Re: [PATCH 7/8] net: Allow setting the network namespace by fd
From: jamal
Date: Fri Sep 24 2010 - 09:33:03 EST
On Fri, 2010-09-24 at 14:57 +0200, David Lamparter wrote:
> No. While you sure could associate routes with devices, they don't
> *functionally* reside on top of network devices. They reside on top of
> the entire IP configuration,
I think i am not clearly making my point. There are data dependencies;
If you were to move routes, youd need everything that routes depend on.
IOW, if i was to draw a functional graph, routes would appear on top
of netdevs (I dont care what other functional blocks you put in between
or sideways to them).
> and in case of BGP they even reside on top
> of your set of peerings and their data.

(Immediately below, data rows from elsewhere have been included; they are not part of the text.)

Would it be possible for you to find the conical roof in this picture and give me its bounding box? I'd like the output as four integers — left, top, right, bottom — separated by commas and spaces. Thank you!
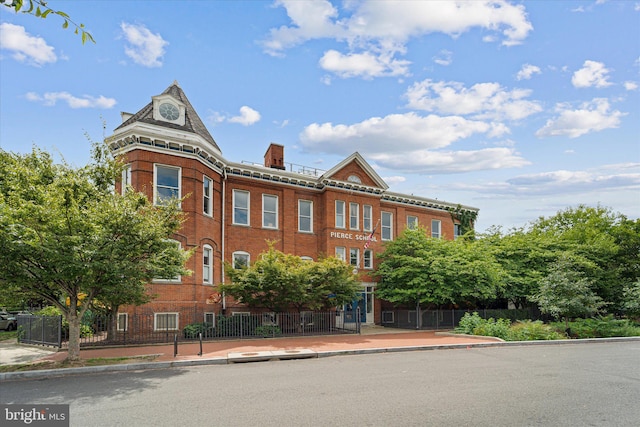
115, 81, 221, 152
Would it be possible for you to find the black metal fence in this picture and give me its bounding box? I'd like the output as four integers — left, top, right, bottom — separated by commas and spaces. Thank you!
381, 308, 542, 329
18, 310, 361, 347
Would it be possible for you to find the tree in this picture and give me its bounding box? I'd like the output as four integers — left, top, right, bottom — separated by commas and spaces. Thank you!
0, 144, 190, 360
375, 228, 503, 307
0, 0, 96, 44
219, 242, 359, 312
532, 253, 604, 329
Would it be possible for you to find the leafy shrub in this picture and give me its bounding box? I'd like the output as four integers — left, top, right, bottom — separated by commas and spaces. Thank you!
182, 322, 215, 339
509, 320, 566, 341
255, 325, 282, 337
552, 315, 640, 338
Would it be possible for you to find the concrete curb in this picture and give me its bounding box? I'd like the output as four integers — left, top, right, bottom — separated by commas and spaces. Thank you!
0, 337, 640, 381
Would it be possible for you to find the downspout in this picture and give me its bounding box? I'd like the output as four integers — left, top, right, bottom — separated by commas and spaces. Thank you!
220, 168, 227, 314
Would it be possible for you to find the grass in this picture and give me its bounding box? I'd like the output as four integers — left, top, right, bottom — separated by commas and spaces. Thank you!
0, 355, 158, 373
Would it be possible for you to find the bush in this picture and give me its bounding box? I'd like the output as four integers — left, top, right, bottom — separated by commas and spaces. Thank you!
182, 322, 215, 339
255, 325, 282, 337
509, 320, 566, 341
552, 315, 640, 338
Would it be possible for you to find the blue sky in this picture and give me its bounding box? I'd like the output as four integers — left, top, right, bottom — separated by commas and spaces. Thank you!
0, 0, 640, 231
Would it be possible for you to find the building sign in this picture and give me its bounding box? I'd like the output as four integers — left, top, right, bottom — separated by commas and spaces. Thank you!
329, 231, 378, 242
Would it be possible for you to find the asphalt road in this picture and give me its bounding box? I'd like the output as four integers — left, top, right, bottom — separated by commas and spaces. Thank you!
0, 341, 640, 427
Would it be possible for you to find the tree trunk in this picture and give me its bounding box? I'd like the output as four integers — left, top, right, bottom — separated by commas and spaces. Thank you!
67, 309, 80, 361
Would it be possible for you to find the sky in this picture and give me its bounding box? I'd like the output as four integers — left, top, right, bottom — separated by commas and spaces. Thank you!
0, 0, 640, 232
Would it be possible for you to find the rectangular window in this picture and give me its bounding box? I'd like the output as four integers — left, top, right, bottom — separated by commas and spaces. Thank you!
431, 219, 440, 239
407, 215, 418, 230
120, 165, 132, 196
298, 200, 313, 233
232, 251, 249, 268
349, 248, 360, 267
203, 313, 216, 328
362, 205, 373, 231
262, 194, 278, 228
364, 249, 373, 270
202, 245, 213, 283
153, 165, 182, 206
153, 313, 178, 331
118, 313, 129, 332
349, 203, 360, 230
153, 239, 182, 283
336, 200, 345, 228
202, 176, 213, 216
233, 190, 249, 225
380, 212, 393, 240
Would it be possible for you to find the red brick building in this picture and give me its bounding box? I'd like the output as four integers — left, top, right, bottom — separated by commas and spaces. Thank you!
107, 82, 477, 328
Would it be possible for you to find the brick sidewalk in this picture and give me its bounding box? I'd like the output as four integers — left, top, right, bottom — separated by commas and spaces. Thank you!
40, 330, 500, 361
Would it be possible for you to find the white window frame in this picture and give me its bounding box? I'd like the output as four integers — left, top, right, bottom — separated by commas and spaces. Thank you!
407, 215, 418, 230
153, 312, 180, 332
153, 163, 182, 206
202, 175, 213, 216
349, 202, 360, 230
349, 248, 360, 268
153, 239, 182, 283
362, 249, 373, 270
262, 194, 278, 230
233, 190, 251, 226
231, 251, 251, 268
116, 313, 129, 332
120, 164, 132, 196
336, 200, 347, 228
431, 219, 442, 239
362, 205, 373, 231
202, 245, 213, 285
202, 311, 216, 328
298, 199, 313, 233
380, 211, 393, 240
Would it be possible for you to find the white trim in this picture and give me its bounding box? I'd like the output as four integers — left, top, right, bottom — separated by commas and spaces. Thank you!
231, 189, 251, 226
153, 163, 182, 206
153, 312, 180, 332
298, 199, 313, 233
262, 193, 279, 230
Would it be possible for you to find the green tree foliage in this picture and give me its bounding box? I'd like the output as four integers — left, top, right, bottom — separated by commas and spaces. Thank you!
0, 0, 96, 44
219, 242, 359, 312
375, 228, 502, 306
532, 254, 604, 328
0, 144, 190, 360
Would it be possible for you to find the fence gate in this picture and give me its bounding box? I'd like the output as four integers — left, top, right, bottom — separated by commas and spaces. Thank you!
18, 315, 62, 347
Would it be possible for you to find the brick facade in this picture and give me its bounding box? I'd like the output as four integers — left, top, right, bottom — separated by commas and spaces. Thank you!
107, 83, 477, 327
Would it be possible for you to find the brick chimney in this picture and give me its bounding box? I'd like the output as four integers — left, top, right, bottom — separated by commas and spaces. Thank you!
264, 142, 286, 170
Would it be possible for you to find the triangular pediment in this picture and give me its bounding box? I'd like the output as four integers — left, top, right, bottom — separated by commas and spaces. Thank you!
321, 152, 389, 190
115, 81, 221, 153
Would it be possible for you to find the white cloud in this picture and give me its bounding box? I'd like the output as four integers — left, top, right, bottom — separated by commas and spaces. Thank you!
456, 163, 640, 197
120, 22, 169, 68
571, 60, 612, 88
25, 92, 116, 109
207, 105, 260, 127
263, 0, 533, 78
433, 49, 453, 67
536, 98, 626, 138
516, 64, 542, 80
0, 22, 58, 67
624, 81, 638, 90
369, 147, 530, 175
320, 50, 410, 79
300, 113, 494, 155
405, 79, 542, 120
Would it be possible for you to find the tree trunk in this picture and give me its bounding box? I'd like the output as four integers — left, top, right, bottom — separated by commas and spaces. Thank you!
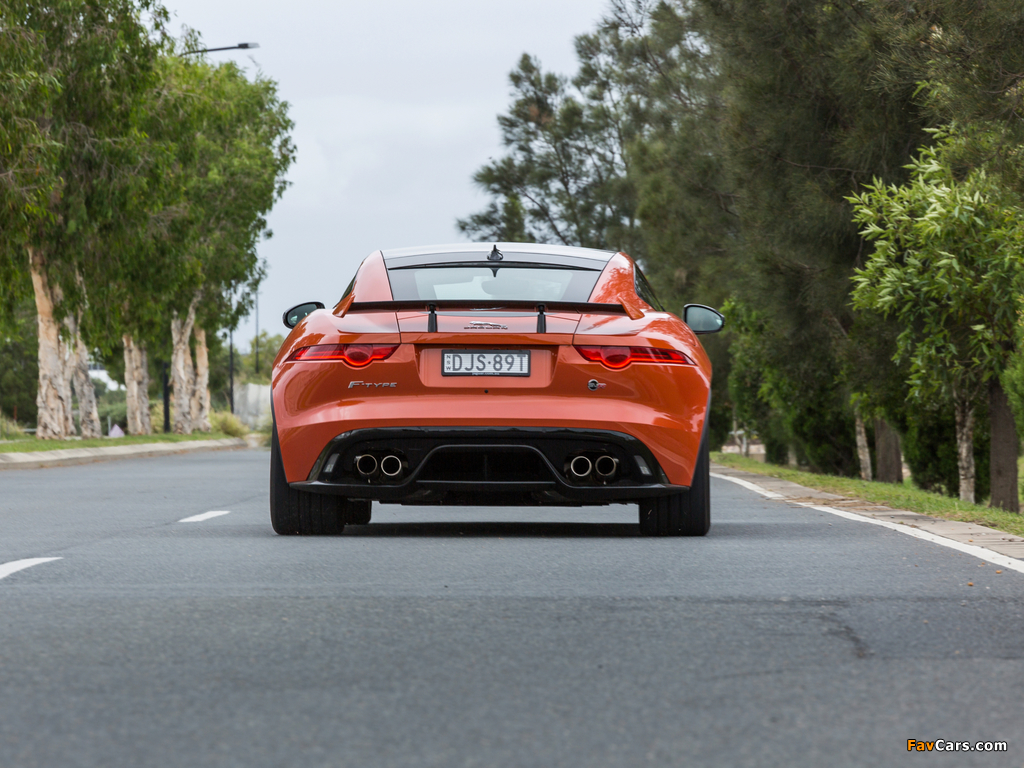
847, 413, 871, 480
955, 397, 974, 504
171, 297, 199, 434
27, 247, 75, 440
65, 314, 103, 438
874, 419, 903, 483
122, 334, 153, 434
191, 326, 210, 432
988, 377, 1021, 512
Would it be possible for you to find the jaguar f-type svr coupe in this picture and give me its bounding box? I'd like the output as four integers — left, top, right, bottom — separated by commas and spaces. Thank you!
270, 243, 723, 536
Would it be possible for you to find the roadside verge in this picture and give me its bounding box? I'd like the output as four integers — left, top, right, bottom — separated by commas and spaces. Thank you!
711, 463, 1024, 572
0, 437, 250, 470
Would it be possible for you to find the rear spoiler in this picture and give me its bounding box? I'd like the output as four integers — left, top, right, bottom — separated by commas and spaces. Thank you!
339, 299, 628, 334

> Even if you could "move" routes together with a network device, the
> result would be utter nonsense.
You could argue that moving a netdevice where some of its fundamental
properties such as an ifindex change is utter nonsense. But you can
work around it.
> The routes depend on your BGP view, and
> if your set of interfaces (and peers) changes, your routes will change.

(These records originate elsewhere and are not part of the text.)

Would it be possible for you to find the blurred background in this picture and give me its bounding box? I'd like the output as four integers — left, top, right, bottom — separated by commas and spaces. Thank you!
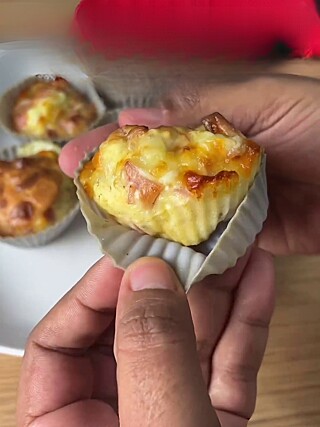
0, 0, 320, 427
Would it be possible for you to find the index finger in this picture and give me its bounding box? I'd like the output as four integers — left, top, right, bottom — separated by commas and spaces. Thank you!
18, 257, 123, 426
59, 123, 118, 178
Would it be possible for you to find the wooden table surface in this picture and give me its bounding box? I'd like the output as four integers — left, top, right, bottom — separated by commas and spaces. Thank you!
0, 0, 320, 427
0, 257, 320, 427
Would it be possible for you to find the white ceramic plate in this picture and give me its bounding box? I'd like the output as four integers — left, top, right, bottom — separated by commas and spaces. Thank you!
0, 44, 101, 355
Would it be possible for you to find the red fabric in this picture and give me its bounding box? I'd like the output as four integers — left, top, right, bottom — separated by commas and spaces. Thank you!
73, 0, 320, 58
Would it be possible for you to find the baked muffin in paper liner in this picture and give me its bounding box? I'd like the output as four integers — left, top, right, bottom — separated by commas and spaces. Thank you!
0, 74, 107, 143
75, 115, 268, 291
0, 141, 79, 248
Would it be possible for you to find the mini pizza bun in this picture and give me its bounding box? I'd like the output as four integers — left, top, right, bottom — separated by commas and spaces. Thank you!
79, 113, 263, 246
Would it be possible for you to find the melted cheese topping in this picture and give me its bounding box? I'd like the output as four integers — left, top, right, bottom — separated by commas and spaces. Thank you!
0, 142, 77, 237
12, 78, 97, 139
80, 126, 261, 246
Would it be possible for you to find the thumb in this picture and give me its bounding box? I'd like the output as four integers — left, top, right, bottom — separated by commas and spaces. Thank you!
119, 78, 268, 131
115, 258, 219, 427
119, 76, 300, 142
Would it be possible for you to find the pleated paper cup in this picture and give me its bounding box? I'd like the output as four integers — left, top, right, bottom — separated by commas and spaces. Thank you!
0, 145, 79, 248
0, 74, 107, 143
75, 153, 268, 292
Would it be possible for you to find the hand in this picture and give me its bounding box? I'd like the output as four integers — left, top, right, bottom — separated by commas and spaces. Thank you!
61, 76, 320, 254
18, 249, 274, 427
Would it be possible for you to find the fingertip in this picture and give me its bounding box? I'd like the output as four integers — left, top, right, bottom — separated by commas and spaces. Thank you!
123, 257, 182, 292
59, 123, 118, 177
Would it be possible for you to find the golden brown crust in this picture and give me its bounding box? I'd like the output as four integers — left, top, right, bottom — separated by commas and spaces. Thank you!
0, 153, 62, 237
12, 77, 97, 139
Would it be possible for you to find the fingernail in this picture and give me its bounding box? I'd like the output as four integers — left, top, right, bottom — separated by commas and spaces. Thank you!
119, 108, 167, 127
129, 259, 178, 291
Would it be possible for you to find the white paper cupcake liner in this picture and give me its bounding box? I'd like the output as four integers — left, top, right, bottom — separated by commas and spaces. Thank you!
0, 146, 79, 248
75, 153, 268, 292
0, 73, 107, 143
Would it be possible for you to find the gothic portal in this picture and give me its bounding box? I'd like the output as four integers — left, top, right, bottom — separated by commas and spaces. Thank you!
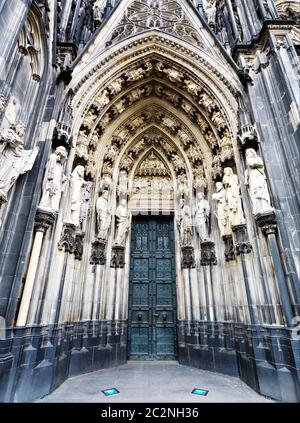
0, 0, 300, 402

> Your bgpd will, either way, need to set up new peerings and redo best
> path evaluations.
Worst case scenario, yes. I am beginning to get a feeling we are trying
to achieve different goals maybe? Why are you even migrating netdevs?
> (On an unrelated note, how often are you planning to move stuff between
> namespaces? I don't expect to be moving stuff except on configuration
> events...)
Triggering on config events is useful and it is likely the only
possibility if you assumed the other namespace is remote. But if could
send a single command to migrate several things in the kernel (in my
case to recover state to a different ns), then that is much simpler and
uses the least resources (memory, cpu, bandwidth). I admit it is very
hard to do in most cases where the underlying dependencies are evolving
and synchronizing via user space is the best approach. The example
of route table i pointed to is simple.
Besides that: dynamic state created in the kernel that doesnt have to be
recreated by the next arriving 100K packets helps to improve recovery.